Rational thinking is making decisions based on analytical reasoning and the original intention. (DeWit & Meyer 1998). Learning involves taking actions to solve individual problems and then learning the intention afterwards. However the initial decision in any strategy must require rational thinking. Any idea must have an intention behind it. A strategist may learn new things from solving an unrelated problem, but in the end any decision made is the result of his knowledge base. A logical thought process would combine both these things.

The result of each action or process adds to the knowledge base, and hence each action or decision is rational. The planned system I supported does not have to be absent of learning, as the two ideas interlink when strategy is approached logically. Chandler (1961) argues that structure follows strategy. A firm decides on a strategy and then builds an organisation around it. This was evident when firms began diversifying their production as a strategy. Trying to do this in a centralized organization was administratively too difficult, and hence firms developed a multi-divisional structure.

This allowed different divisions to specialise on separate products, increasing company efficiency. However social trend kicked in and firms that had not diversified began splitting into multiple divisions. This provided little gains for such firms, and hence it is an example when structure should only be created after strategy. However structure should not always come second. Often reinventing a company's structure is a costly experience. Often routine is lost and so efficiency from experience is removed.

I think a strategy should be formed around the main framework of an organization, making minor changes if needed. Radical change is often an unneeded risk, and should only be attempted if accompanied by the most creative or innovative of strategies. Strategy and structure should be seen synonymously, neither given precedence over the other. In search of the most creative and innovative strategy some firms forget the point of it in the first place. Take Xerox, who had a huge net-worth relative to Hewlett Packard in 1973 from its photocopying empire.

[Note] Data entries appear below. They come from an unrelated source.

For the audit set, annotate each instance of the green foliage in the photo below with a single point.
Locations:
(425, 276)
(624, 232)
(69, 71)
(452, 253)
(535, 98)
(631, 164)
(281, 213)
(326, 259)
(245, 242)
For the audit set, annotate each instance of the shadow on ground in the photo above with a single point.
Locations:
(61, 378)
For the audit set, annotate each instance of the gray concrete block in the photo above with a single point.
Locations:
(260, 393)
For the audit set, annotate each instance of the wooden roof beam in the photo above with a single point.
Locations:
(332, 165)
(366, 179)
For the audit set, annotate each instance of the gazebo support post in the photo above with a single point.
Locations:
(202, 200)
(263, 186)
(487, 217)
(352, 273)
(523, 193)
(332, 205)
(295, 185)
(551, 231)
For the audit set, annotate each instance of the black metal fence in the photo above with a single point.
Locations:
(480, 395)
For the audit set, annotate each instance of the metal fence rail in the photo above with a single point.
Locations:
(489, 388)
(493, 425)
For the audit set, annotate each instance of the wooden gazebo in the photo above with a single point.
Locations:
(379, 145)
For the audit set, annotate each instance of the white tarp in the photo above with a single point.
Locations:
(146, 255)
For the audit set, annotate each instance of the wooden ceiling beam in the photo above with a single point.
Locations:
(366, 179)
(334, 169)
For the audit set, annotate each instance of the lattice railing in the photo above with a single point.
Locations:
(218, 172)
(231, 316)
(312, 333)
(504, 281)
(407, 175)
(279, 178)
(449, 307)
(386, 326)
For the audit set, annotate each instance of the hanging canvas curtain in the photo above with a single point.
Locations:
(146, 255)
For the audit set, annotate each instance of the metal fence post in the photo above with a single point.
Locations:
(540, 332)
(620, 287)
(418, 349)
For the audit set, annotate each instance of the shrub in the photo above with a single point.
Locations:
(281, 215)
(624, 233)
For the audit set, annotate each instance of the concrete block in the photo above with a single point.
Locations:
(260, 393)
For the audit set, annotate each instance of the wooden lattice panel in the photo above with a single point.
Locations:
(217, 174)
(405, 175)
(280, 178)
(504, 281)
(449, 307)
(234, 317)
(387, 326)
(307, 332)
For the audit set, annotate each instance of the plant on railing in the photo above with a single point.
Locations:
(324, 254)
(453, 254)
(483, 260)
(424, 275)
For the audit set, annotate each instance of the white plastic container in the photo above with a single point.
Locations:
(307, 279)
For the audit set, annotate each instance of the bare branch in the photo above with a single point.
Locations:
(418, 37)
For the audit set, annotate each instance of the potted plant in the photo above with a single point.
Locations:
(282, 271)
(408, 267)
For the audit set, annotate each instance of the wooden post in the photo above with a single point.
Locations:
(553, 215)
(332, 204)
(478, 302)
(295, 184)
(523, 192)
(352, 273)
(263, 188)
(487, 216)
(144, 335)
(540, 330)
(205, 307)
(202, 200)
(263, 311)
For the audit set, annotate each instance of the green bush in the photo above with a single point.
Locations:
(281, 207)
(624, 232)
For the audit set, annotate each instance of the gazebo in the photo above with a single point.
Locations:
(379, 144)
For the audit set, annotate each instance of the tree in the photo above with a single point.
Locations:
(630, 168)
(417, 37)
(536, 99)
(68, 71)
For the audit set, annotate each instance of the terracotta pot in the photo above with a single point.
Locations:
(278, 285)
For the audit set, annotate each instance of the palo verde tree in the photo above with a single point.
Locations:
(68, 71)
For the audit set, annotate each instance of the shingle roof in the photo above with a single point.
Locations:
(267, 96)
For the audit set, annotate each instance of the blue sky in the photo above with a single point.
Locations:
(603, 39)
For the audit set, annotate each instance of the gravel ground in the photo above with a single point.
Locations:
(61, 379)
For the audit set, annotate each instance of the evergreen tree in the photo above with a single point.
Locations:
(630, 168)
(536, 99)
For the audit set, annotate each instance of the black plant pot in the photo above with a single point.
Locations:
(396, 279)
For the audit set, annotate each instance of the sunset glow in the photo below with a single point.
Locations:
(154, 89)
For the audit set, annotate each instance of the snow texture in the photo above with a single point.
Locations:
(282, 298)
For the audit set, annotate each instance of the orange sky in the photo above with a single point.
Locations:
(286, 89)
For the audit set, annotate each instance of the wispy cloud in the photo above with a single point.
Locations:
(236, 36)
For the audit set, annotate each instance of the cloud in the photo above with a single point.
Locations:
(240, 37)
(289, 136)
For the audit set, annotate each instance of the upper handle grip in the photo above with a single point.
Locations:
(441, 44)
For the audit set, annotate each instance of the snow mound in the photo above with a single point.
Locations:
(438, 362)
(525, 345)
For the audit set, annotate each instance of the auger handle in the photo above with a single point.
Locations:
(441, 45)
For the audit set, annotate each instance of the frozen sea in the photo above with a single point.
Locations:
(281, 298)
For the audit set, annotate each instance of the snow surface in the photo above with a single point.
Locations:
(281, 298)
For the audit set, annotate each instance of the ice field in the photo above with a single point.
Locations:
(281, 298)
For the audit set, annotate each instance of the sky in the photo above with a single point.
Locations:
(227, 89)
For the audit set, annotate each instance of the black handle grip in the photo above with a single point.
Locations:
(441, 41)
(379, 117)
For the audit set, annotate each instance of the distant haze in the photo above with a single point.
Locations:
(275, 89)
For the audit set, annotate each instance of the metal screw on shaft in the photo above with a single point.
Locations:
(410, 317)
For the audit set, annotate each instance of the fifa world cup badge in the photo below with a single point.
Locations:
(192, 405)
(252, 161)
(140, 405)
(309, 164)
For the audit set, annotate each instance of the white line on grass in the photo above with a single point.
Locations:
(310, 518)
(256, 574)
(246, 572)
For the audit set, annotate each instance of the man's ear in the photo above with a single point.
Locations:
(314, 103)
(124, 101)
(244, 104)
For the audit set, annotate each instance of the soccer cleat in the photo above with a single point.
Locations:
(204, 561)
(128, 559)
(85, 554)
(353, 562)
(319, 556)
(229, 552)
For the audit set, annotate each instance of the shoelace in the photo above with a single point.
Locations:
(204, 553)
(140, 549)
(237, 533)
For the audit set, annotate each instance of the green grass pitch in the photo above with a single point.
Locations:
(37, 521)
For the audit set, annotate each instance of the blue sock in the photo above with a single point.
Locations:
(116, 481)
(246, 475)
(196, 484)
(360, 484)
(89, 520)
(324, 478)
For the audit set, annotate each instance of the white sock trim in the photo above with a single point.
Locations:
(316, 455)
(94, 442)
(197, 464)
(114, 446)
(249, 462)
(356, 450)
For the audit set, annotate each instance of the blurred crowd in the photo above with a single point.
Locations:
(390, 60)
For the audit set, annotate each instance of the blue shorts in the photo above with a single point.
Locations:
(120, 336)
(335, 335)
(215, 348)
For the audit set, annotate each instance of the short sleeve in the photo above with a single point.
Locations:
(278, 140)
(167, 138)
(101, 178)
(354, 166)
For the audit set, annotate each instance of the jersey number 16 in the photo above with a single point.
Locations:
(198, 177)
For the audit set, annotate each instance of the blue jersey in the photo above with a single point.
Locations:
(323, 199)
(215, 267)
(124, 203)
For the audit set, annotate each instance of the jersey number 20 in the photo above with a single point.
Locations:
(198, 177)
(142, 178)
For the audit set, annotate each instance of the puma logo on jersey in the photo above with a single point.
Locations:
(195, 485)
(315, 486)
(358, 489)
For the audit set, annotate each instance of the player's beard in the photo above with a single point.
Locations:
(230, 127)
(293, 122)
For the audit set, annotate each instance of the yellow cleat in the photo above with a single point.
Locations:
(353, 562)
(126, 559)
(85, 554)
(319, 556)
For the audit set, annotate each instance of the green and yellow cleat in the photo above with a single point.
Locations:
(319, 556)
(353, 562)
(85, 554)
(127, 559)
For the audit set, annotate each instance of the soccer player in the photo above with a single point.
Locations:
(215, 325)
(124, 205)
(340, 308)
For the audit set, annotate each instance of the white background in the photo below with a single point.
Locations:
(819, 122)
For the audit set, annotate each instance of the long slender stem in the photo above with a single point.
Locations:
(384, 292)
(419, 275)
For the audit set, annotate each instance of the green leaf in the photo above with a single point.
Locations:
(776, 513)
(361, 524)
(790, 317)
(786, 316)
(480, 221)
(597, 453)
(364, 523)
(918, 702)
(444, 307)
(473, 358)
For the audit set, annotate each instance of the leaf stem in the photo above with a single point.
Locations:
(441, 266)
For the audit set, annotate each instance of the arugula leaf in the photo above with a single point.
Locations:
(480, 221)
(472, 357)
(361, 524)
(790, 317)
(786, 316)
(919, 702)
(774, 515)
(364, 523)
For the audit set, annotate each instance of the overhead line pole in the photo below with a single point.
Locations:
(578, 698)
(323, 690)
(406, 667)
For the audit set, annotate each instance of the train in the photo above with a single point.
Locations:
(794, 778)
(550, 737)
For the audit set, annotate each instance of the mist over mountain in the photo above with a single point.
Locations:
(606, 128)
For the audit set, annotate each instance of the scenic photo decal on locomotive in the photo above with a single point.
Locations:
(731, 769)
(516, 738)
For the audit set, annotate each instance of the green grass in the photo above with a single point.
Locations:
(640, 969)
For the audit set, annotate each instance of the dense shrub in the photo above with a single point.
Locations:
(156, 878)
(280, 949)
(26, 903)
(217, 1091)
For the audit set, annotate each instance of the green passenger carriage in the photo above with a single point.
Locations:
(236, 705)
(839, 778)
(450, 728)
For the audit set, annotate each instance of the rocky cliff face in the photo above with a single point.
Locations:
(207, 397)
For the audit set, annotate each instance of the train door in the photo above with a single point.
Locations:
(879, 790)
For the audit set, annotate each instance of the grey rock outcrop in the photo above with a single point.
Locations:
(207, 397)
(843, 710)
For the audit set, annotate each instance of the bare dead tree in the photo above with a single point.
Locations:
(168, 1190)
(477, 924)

However as time Xerox rejected countless possible products and idea in search of a strategy that was as innovative as the one that first created the empire. During this time, Hewlett Packard had tried producing many smaller inventions and ended up making much more profits. Firms should not spend too much time looking for the perfect strategy and forget to act. Eventually a firm cares only about success and not the strategy that got it there. This is not to say that strategy is inconsequential, but that firms should always approach strategy logically.

Even in the most deliberate plan if something is obviously wrong it would be foolish not to change it. Firms should act intelligently without using their strategy as some kind of bible. In the end a lot of success was not a result of strategy. It is too easy to look at wonderful success stories like Honda or Hewlett Packard and believe that their strategy is the path to riches. Although many scholars would like to admit otherwise, luck is often the final hurdle for any strategy rather good or bad. Honda found them in a market where they could monopolize and demand was high from a change in trend.

Another firm trying the same strategy would get vastly different results. Hence their success cannot be used as a proof of the strategy. Strategy formation should not consider every variable to work out the exact outcome but instead attempt to swing probability in the firms favour. Take a situation where a striker in football is waiting for a cross. He positions himself where he is most likely to get it, but has no guarantee that it will ever reach him. A firm needs to find the most favourable position for achieving its goals, but ultimately it can only sit back and hope for the best.